Explaining what informed construction of the recycling plant, Rev. Fr Amoah-Gyasi said: “We needed to make an intentional effort to make Ghana clean and to move away from the talk shops.”

He said the plant was committed to picking the waste and appealed to all institutions and collaborators to work to separate the waste to make the work easier.

He advised the young people to be ambassadors of proper waste disposal habits and plastic recycling to improve the environmental situation, especially in and around Cape Coast.

The Managing Director of City Waste Recycling Limited, Vivian Ahiayibor, for her part stated that it was time the nation's young people imbibed the right environmental attitudes if the fight against plastics was to be won.

She indicated that City Waste Recycling Limited was working with schools and communities to recycle waste, create jobs and mitigate the use of plastic through education and sensitisation.

Ms Ahiayibor said the drawing competition was also to create awareness and promote healthier environmental practices among the young people.

She said entries would be entered into a bigger pool and winners would be awarded at a ceremony in Germany.

Spiritual effort

The Archbishop Emeritus of Cape Coast, Most Rev. Mathias Kobena Nketsiah, said humans were charged by God to nurture the environment but they had not done well with that charge, polluting the environment and destroying nature.
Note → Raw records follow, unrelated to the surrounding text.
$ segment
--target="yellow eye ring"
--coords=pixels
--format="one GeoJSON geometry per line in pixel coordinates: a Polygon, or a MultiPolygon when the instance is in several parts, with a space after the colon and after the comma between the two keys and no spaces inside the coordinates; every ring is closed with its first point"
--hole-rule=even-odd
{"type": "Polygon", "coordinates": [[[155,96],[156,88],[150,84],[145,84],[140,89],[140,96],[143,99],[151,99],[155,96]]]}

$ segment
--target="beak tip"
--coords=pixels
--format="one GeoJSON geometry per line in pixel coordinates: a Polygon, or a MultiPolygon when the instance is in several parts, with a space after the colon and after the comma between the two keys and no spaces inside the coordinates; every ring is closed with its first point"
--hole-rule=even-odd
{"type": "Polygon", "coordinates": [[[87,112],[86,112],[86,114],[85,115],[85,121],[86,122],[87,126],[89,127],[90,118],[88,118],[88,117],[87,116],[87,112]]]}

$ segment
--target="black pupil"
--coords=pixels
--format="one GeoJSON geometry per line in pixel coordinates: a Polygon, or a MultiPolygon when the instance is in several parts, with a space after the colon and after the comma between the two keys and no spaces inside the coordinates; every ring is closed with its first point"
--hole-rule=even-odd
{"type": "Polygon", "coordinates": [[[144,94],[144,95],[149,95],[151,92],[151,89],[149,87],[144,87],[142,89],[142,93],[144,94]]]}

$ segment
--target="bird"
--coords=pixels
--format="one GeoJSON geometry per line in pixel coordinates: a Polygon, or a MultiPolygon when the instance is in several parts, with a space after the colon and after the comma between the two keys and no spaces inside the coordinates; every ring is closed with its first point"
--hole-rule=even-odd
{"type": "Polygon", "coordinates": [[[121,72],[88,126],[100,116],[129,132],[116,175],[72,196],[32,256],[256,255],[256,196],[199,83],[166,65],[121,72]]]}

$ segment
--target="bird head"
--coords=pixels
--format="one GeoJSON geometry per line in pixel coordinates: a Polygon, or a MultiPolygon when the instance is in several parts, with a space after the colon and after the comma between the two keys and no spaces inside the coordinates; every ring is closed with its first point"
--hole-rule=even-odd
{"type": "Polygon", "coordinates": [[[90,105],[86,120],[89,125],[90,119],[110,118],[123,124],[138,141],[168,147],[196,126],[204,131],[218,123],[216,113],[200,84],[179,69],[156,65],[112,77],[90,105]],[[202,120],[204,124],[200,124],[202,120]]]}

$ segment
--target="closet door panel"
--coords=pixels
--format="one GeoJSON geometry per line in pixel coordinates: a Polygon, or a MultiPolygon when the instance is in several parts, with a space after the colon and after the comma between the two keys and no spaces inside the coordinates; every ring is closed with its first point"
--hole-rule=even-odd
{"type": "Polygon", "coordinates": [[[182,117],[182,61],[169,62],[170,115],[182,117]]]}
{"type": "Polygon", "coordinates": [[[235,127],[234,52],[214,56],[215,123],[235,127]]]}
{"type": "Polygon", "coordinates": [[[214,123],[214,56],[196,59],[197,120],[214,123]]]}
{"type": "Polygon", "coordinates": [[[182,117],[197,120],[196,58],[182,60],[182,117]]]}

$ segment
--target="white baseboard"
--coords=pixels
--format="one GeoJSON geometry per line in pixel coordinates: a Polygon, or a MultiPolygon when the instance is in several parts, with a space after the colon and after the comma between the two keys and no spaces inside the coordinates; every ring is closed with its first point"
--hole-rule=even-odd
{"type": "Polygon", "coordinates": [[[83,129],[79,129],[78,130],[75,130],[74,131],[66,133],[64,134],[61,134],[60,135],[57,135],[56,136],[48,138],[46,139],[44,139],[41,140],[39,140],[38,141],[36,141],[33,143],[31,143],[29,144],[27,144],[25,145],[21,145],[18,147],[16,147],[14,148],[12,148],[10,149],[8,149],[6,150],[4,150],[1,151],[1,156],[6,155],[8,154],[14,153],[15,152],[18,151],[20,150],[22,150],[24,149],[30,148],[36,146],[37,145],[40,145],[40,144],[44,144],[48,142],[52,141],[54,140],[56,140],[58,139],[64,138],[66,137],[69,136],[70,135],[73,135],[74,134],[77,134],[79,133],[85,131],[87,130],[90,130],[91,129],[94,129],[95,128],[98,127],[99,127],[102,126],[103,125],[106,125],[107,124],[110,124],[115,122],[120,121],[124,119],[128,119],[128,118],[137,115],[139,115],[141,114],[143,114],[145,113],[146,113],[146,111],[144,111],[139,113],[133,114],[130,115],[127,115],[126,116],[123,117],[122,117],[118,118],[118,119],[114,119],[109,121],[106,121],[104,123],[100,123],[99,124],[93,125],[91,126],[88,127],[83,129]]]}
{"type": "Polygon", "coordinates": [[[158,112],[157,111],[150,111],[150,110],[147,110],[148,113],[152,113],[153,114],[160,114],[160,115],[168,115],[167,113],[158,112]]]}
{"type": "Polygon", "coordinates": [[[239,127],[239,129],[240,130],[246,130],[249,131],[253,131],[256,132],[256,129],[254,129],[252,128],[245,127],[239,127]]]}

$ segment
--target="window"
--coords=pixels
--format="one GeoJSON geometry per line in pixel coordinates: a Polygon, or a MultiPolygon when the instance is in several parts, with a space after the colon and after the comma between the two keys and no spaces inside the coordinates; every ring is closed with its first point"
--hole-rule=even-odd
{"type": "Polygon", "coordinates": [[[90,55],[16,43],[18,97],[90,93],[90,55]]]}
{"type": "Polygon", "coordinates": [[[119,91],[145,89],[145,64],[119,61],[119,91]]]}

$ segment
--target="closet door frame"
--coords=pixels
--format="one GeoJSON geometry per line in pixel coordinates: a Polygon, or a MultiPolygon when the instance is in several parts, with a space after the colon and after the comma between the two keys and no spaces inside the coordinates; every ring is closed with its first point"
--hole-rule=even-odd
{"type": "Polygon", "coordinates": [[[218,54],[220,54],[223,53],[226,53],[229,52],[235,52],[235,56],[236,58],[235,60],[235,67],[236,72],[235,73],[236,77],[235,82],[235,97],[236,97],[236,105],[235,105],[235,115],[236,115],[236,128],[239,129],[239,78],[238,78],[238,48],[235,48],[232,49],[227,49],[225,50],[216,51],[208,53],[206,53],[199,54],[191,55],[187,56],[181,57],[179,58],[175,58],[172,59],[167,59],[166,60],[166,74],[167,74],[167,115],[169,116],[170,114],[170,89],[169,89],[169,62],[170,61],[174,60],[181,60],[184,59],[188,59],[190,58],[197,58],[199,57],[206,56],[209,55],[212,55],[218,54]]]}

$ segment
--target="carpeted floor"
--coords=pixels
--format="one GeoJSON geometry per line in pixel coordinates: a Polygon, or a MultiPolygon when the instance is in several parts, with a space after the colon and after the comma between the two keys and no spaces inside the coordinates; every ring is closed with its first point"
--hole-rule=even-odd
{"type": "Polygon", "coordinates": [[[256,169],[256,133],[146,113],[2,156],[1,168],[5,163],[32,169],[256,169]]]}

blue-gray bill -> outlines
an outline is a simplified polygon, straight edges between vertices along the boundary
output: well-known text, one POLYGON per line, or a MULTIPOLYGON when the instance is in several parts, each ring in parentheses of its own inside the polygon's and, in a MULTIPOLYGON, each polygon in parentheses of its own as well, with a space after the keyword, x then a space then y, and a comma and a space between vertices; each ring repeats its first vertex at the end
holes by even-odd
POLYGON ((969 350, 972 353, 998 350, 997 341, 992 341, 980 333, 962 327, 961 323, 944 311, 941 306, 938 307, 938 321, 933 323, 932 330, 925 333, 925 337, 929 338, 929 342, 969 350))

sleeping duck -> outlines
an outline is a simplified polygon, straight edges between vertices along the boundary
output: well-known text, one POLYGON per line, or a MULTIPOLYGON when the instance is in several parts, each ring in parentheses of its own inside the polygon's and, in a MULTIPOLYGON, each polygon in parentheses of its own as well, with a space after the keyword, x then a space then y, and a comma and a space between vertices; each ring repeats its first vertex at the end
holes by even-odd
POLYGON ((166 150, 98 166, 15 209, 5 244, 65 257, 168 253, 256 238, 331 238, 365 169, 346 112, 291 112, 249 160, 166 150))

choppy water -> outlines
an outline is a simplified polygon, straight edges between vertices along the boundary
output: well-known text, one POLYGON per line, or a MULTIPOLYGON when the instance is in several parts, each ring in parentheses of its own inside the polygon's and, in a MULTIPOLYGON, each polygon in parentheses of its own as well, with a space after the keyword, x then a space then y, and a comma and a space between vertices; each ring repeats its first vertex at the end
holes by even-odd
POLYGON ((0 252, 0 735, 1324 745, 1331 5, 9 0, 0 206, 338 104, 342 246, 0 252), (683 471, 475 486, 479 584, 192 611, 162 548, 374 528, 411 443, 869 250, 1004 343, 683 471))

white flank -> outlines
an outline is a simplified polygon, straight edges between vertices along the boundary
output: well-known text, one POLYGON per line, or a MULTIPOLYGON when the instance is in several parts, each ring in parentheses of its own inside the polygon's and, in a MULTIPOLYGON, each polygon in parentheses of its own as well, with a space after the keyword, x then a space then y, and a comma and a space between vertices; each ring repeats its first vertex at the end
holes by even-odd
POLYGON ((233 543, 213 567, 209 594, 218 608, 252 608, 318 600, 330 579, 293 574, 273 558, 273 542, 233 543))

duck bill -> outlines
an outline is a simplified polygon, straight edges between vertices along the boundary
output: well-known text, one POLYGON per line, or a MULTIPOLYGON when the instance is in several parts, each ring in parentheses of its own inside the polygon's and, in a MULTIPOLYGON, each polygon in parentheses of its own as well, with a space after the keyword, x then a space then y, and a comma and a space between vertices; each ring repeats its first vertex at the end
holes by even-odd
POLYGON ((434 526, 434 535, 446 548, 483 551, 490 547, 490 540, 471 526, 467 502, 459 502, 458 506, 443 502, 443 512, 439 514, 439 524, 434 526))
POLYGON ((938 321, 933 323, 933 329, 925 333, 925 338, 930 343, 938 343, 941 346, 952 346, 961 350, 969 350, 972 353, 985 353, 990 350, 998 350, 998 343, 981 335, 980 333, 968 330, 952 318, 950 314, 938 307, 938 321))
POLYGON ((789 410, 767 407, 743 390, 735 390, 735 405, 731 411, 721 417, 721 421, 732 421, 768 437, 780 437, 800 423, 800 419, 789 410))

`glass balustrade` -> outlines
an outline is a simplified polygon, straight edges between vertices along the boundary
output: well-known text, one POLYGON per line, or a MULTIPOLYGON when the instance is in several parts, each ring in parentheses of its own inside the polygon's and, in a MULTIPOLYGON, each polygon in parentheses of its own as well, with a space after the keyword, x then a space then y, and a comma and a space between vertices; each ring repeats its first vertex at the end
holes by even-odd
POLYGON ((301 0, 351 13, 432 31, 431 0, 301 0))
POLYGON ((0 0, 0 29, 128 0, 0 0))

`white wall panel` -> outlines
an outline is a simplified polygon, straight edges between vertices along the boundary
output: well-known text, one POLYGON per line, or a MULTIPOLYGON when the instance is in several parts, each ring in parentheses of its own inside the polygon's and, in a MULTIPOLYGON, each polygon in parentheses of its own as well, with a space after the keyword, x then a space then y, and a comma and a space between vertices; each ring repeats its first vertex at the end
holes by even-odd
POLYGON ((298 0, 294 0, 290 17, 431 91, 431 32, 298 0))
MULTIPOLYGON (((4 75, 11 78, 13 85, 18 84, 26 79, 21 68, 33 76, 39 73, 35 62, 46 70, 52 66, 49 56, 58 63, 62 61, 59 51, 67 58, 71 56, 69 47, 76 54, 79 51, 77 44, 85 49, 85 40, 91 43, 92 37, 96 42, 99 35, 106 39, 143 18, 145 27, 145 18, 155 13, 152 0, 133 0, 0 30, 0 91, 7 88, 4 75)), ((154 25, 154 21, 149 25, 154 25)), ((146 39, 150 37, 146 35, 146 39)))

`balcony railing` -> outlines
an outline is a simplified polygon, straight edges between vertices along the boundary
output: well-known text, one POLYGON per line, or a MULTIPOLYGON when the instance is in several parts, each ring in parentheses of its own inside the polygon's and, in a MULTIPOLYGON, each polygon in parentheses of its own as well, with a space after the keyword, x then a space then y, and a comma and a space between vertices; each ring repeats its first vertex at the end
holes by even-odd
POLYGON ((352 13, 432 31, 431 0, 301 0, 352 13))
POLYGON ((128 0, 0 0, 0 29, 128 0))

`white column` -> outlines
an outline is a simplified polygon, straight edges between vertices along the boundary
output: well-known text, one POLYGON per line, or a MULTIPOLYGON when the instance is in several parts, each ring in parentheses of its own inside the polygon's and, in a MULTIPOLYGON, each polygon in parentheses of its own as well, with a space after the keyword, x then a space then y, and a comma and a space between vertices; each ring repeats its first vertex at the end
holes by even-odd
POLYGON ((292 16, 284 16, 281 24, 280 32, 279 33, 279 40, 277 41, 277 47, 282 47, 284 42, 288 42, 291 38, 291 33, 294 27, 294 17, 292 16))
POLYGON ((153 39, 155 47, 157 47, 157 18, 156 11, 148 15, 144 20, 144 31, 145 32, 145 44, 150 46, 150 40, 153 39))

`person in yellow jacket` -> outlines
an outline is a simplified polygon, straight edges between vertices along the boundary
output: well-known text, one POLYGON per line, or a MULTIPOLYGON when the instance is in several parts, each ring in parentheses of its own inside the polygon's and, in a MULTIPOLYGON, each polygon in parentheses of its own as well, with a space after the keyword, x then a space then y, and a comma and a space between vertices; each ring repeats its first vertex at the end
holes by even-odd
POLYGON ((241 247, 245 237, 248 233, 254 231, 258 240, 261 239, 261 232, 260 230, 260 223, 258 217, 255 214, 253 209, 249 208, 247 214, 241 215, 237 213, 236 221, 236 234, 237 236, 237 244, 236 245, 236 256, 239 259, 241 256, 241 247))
He said the recycling plant was not just a physical plant but a spiritual effort that would help keep the environment cleaner and healthier.

Rev. Fr Amoah Gyasi called on institutions to support the plant to rid the metropolis of plastic waste, by gathering and supplying plastic waste to the recycling plant

"It’s to save our environment and make it better and healthier for us all and we must pledge to make it work by supplying your waste plastics to the plant," he added.